Notwithstanding the foregoing: (i) if the calculation agent determines on the relevant dividend determination date that the London interbank offered rate for deposits in U.S. dollars having an index maturity of three months in amounts of at least $1,000,000 has been discontinued, then the calculation agent will use a substitute or successor base rate that it has determined in its sole discretion is most comparable to such London interbank offered rate, provided that if the calculation agent determines there is an industry-accepted successor base rate, then the calculation agent shall use such successor base rate; and (ii) if the calculation agent has determined a substitute or successor base rate in accordance with the foregoing, the calculation agent in its sole discretion may determine what business day convention to use, the definition of business day, the dividend determination date and any other relevant methodology for calculating such substitute or successor base rate, including any adjustment factor needed to make such substitute or successor base rate comparable to the LIBOR base rate, in a manner that is consistent with industry-accepted practices for such substitute or successor base rate.
The establishment of Three Month LIBOR for each dividend period by the calculation agent shall (in the absence of manifest error) be final and binding.
Dividend determination date” means, with respect to a dividend period during the floating-rate period, the second London banking day prior to the beginning of such dividend period.
London banking day” means any day on which dealings in deposits in U.S. dollars are transacted in the London interbank market.
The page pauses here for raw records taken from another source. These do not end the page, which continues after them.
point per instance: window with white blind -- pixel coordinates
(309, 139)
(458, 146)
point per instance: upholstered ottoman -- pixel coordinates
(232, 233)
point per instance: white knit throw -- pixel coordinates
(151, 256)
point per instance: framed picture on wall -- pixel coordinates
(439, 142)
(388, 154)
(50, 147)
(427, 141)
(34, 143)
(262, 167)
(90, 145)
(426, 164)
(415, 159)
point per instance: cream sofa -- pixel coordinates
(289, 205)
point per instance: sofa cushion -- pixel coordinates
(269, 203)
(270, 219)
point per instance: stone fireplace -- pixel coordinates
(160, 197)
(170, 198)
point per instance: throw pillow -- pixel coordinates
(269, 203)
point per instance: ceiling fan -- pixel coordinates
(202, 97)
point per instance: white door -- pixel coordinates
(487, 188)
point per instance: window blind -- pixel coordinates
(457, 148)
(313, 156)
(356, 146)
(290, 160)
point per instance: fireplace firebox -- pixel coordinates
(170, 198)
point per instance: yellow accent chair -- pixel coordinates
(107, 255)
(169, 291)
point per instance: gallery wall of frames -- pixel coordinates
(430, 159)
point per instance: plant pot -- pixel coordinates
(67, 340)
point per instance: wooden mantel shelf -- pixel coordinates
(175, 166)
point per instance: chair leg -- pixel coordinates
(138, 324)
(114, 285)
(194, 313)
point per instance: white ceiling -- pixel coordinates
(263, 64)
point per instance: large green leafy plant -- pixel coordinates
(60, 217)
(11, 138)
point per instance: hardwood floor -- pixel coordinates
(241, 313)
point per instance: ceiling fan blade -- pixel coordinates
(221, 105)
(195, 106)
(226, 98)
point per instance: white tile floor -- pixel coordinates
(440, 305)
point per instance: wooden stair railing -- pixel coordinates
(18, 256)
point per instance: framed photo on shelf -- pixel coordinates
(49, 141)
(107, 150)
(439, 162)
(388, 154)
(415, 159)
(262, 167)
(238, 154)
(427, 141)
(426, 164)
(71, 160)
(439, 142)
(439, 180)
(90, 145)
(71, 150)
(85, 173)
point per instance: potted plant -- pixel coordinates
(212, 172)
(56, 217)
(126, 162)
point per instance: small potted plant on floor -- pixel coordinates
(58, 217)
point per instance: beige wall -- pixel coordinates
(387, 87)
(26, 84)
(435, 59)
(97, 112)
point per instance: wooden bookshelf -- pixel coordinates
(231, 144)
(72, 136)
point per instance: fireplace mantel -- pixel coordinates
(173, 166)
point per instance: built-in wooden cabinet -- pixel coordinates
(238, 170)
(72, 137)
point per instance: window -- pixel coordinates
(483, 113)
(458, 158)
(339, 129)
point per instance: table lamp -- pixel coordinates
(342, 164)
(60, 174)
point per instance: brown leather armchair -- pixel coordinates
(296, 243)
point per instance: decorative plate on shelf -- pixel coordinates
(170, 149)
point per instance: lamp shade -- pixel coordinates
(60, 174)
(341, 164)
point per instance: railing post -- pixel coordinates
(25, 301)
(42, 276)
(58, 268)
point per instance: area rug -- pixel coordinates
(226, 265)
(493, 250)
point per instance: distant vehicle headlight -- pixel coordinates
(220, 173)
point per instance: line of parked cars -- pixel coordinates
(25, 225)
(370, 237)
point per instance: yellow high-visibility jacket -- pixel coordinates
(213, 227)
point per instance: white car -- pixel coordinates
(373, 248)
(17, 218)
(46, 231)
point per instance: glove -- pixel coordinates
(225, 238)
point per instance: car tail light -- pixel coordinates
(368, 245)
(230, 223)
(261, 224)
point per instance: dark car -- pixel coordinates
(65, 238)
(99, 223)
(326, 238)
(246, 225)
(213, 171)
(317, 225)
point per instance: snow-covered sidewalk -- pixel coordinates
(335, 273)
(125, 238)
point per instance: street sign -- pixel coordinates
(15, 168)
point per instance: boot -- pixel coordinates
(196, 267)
Rating agency event” means that any nationally recognized statistical rating organization within the meaning of Section 3(a)(62) under the Securities Exchange Act of 194, as amended, that then publishes a rating for the corporation (a “rating agency”) amends, clarifies or changes the criteria it uses to assign equity credit to securities such as the Series B Shares, which amendment, clarification or change results in:
(1) The shortening of the length of time the Series B Shares are assigned a particular level of equity credit by that rating agency as compared to the length of time they would have been assigned that level of equity credit by that rating agency or its predecessor on the initial issuance of the Series B Shares; or
(2) The lowering of the equity credit (including up to a lesser amount) assigned to the Series B Shares by that rating agency as compared to the equity credit assigned by that rating agency or its predecessor on the initial issuance of the Series B Shares.